In my role as Department Head, I aim for students to develop a comprehensive approach while also gaining a real-life perspective. Our department and programs are unique because we integrate the latest in terms of discovery and innovation. However, at the same token, we ground our curriculums, so they are relevant to the real world. Our faculty stands at the forefront of research and discovery, participating in funded projects supported by federal agencies and other foundations. Equally important is our faculty that have extensive amounts of real-world experience. This collective experience provides an enriching learning environment. It ensures that we teach relevant skills and knowledge, preparing our students for the careers they’ll encounter when they complete their courses and get their degree. 

What advice do you have for students interested in pursuing an advanced degree in Health Informatics or Health Information Management? 

I would encourage prospective students to look at career prospects in terms of what our curriculums offers in the online Health Informatics and Health Information Management programs. They should look at the courses that make up the curriculum and look at the faculty makeup. I would also strongly encourage attending one of the several info sessions we offer to prospective students.  

The other piece of advice that I would give is to identify a professional community or a professional society to associate themselves with. This gives prospective students an opportunity to network, but more importantly be sort of in tune with what’s happening in a certain area. I recommend American Medical Informatics Association (AMIA) for health informatics, American Health Information Management Association (AHIMA) for health information management, and the Association of Medical Illustrators for biomedical visualization.  
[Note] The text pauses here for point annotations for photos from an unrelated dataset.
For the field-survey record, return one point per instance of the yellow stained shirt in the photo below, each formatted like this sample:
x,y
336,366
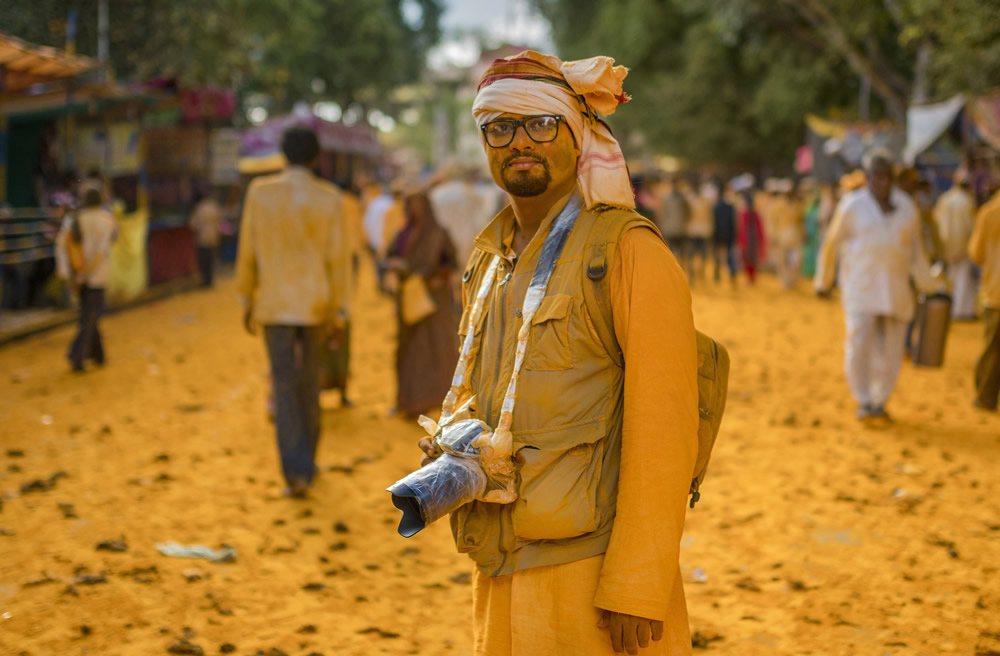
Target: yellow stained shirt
x,y
555,609
984,249
293,265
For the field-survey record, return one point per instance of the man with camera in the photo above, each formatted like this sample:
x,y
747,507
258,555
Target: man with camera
x,y
604,430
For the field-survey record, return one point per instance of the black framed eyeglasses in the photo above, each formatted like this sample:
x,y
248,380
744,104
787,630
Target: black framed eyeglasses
x,y
540,129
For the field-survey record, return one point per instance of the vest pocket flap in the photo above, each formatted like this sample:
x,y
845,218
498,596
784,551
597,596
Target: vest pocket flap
x,y
552,307
463,324
562,438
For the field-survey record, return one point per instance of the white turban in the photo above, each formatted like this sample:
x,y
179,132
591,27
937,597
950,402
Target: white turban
x,y
583,92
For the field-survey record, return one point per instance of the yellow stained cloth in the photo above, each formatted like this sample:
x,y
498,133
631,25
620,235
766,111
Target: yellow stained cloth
x,y
394,221
293,264
594,84
128,275
984,249
353,213
553,609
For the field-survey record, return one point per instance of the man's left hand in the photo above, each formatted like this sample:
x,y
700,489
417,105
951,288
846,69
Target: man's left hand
x,y
628,632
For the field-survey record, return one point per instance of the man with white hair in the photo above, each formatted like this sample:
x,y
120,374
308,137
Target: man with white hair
x,y
585,560
875,233
459,208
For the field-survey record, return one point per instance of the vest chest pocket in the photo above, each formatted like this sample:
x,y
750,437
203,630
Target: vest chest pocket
x,y
559,486
548,345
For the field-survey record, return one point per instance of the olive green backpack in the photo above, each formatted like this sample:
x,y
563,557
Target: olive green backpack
x,y
713,359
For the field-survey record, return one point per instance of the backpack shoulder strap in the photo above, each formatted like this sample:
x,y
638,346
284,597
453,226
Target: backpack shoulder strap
x,y
607,229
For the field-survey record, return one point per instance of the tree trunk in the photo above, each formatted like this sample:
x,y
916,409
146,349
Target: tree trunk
x,y
819,16
922,72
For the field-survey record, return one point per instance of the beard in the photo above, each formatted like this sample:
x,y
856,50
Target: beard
x,y
525,183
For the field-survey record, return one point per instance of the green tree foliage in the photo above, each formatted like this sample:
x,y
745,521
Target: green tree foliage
x,y
358,49
729,81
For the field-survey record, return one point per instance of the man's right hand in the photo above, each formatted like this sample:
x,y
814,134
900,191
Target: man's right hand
x,y
431,452
249,324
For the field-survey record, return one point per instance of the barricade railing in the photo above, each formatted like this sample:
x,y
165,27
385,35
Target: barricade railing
x,y
28,234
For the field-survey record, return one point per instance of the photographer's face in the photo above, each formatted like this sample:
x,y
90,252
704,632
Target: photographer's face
x,y
525,168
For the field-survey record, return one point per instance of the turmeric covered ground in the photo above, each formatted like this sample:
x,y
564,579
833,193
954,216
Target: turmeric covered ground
x,y
813,536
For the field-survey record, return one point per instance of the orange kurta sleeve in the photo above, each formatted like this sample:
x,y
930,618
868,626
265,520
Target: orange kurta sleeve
x,y
651,306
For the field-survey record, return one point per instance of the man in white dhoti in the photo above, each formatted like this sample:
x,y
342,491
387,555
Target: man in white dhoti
x,y
875,233
954,214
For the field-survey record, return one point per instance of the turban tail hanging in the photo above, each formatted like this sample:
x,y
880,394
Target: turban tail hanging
x,y
583,91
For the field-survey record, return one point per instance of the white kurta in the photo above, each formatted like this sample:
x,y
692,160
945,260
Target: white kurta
x,y
878,253
460,209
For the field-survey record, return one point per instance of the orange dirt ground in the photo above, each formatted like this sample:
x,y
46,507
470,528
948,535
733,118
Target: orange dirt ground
x,y
813,536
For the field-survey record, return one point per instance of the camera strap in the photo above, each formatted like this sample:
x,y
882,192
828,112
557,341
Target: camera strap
x,y
552,248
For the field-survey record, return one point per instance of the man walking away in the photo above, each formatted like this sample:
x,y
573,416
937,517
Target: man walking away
x,y
92,234
786,224
673,219
954,214
293,271
205,224
875,232
984,249
724,236
459,209
699,231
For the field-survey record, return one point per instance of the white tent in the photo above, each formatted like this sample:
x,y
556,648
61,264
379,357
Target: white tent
x,y
925,123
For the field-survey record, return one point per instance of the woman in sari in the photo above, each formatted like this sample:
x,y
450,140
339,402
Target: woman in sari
x,y
752,240
421,262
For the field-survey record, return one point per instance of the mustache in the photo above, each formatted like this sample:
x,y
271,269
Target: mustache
x,y
538,158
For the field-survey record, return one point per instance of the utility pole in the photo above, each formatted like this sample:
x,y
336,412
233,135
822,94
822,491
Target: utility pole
x,y
102,36
865,99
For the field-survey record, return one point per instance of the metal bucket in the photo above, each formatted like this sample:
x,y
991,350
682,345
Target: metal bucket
x,y
930,330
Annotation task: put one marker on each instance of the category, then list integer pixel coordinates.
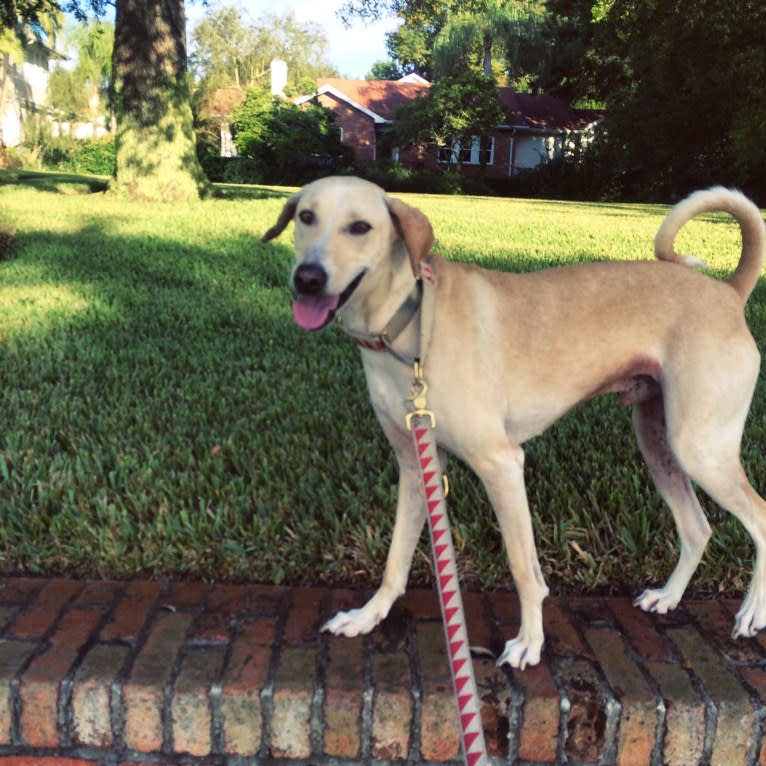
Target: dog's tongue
(312, 313)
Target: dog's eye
(359, 227)
(307, 217)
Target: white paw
(519, 653)
(750, 619)
(353, 623)
(659, 601)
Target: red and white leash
(422, 422)
(453, 616)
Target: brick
(39, 688)
(439, 730)
(736, 717)
(422, 604)
(638, 719)
(6, 613)
(294, 680)
(640, 629)
(303, 620)
(17, 590)
(131, 612)
(494, 703)
(245, 678)
(716, 624)
(587, 718)
(392, 707)
(560, 636)
(190, 710)
(480, 628)
(214, 623)
(183, 596)
(684, 715)
(344, 686)
(39, 760)
(99, 594)
(144, 692)
(40, 615)
(262, 601)
(92, 694)
(539, 735)
(13, 655)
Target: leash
(421, 422)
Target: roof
(542, 112)
(379, 99)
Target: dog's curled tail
(751, 226)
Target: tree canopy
(227, 50)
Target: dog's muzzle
(313, 309)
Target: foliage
(682, 85)
(281, 137)
(453, 111)
(499, 38)
(385, 70)
(82, 93)
(156, 150)
(227, 51)
(162, 415)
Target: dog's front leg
(410, 517)
(502, 472)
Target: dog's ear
(287, 214)
(414, 228)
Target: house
(538, 128)
(24, 86)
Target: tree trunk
(155, 143)
(486, 59)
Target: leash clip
(418, 397)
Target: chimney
(278, 77)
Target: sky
(352, 51)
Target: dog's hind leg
(503, 476)
(675, 488)
(708, 448)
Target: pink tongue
(313, 313)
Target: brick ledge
(149, 672)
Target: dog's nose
(309, 279)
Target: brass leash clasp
(418, 398)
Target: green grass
(160, 414)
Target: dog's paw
(355, 622)
(659, 601)
(521, 654)
(750, 619)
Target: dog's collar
(402, 317)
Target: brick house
(538, 127)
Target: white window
(470, 154)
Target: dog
(509, 354)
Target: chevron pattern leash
(453, 616)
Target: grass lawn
(160, 413)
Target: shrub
(94, 156)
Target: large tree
(682, 81)
(156, 155)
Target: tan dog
(511, 353)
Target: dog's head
(348, 233)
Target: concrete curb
(169, 673)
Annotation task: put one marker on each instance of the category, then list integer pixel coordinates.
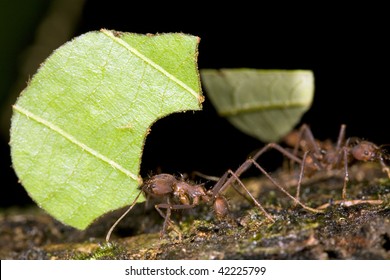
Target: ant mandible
(180, 194)
(325, 155)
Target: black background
(346, 48)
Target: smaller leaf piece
(265, 104)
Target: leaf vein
(151, 63)
(72, 139)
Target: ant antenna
(121, 217)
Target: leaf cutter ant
(325, 155)
(178, 194)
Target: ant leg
(167, 215)
(341, 137)
(121, 217)
(301, 175)
(346, 174)
(283, 189)
(385, 168)
(251, 196)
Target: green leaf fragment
(78, 129)
(265, 104)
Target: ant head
(366, 151)
(159, 185)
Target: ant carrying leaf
(178, 194)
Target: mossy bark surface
(361, 231)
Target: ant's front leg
(167, 216)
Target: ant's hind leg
(283, 189)
(167, 219)
(251, 196)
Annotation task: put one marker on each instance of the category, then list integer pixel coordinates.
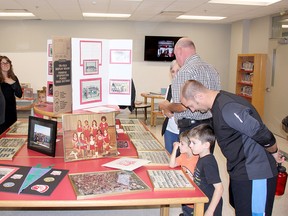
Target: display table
(64, 197)
(47, 110)
(152, 97)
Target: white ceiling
(145, 10)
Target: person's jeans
(169, 139)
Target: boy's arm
(173, 162)
(215, 199)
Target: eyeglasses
(5, 63)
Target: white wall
(25, 43)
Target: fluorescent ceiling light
(245, 2)
(200, 17)
(106, 15)
(16, 14)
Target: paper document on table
(126, 163)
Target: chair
(142, 105)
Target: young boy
(186, 160)
(206, 174)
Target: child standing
(186, 160)
(206, 174)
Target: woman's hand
(9, 80)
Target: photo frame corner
(42, 134)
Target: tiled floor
(280, 205)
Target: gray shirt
(194, 69)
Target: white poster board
(101, 72)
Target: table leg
(164, 210)
(152, 109)
(198, 209)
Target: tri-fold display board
(84, 73)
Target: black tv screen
(159, 48)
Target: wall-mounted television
(159, 48)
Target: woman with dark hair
(10, 87)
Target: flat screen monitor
(159, 48)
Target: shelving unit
(251, 79)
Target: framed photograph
(157, 158)
(90, 66)
(119, 86)
(90, 49)
(42, 135)
(90, 90)
(6, 171)
(9, 146)
(89, 136)
(120, 56)
(169, 180)
(106, 183)
(18, 128)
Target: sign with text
(62, 88)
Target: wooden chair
(142, 105)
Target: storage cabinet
(251, 79)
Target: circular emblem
(49, 179)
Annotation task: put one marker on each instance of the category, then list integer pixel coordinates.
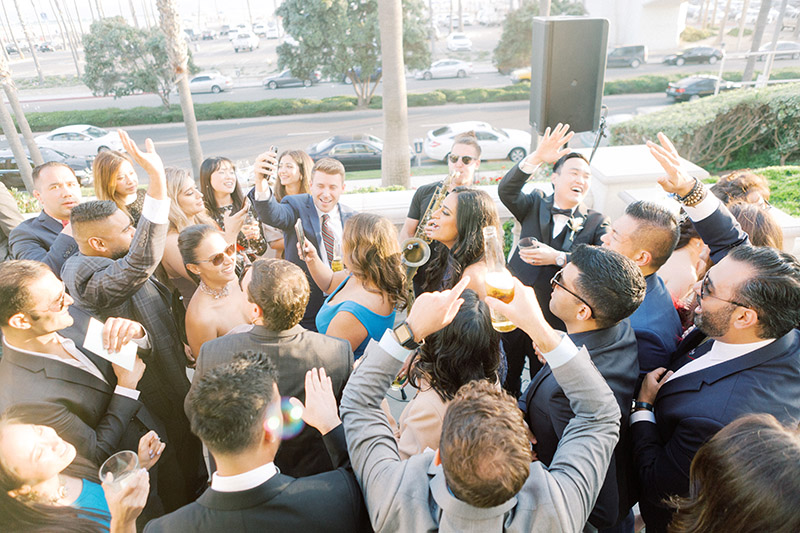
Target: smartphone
(301, 238)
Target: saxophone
(416, 250)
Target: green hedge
(717, 130)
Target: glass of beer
(499, 283)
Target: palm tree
(31, 43)
(179, 58)
(758, 34)
(11, 93)
(396, 168)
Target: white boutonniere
(574, 224)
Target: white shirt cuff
(562, 353)
(156, 211)
(263, 196)
(133, 394)
(704, 209)
(390, 345)
(144, 342)
(643, 416)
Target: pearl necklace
(214, 293)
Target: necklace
(214, 293)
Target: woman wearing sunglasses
(186, 208)
(362, 297)
(218, 304)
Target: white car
(496, 143)
(445, 68)
(80, 140)
(245, 41)
(458, 41)
(213, 82)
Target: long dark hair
(209, 166)
(467, 349)
(34, 516)
(474, 211)
(745, 479)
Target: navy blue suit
(657, 326)
(40, 239)
(283, 216)
(547, 412)
(691, 408)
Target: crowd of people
(269, 324)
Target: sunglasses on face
(218, 259)
(466, 159)
(557, 281)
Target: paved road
(243, 139)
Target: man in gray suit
(481, 478)
(113, 276)
(48, 237)
(280, 290)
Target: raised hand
(149, 160)
(677, 180)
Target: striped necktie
(327, 237)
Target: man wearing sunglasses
(113, 275)
(464, 159)
(557, 222)
(593, 295)
(748, 309)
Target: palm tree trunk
(11, 32)
(31, 43)
(758, 34)
(11, 93)
(395, 164)
(179, 58)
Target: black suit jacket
(41, 239)
(81, 408)
(284, 215)
(330, 502)
(294, 352)
(532, 210)
(547, 412)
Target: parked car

Can you tell us about the most exciting project that you’re working on right now? 

I’m currently working on a collaborative project with colleagues from various fields, including neurology. Given the presence of degenerative diseases like ALS in neurology, we have initiated projects that leverage machine learning and artificial intelligence to retrospectively analyze patient data. We’ve been able to phenotype what’s happening to patients over time and do this for a cohort of a larger patient population. This has been beneficial in helping clinicians understand their patients during consultations and improve the diagnostic process. 

We’ve also implemented patient triage and routing tools in practice. By having patients complete a questionnaire, we utilize computer algorithms to generate a working diagnosis based on their responses. This enables us to direct them to the appropriate physician and recommend the necessary diagnostic tests.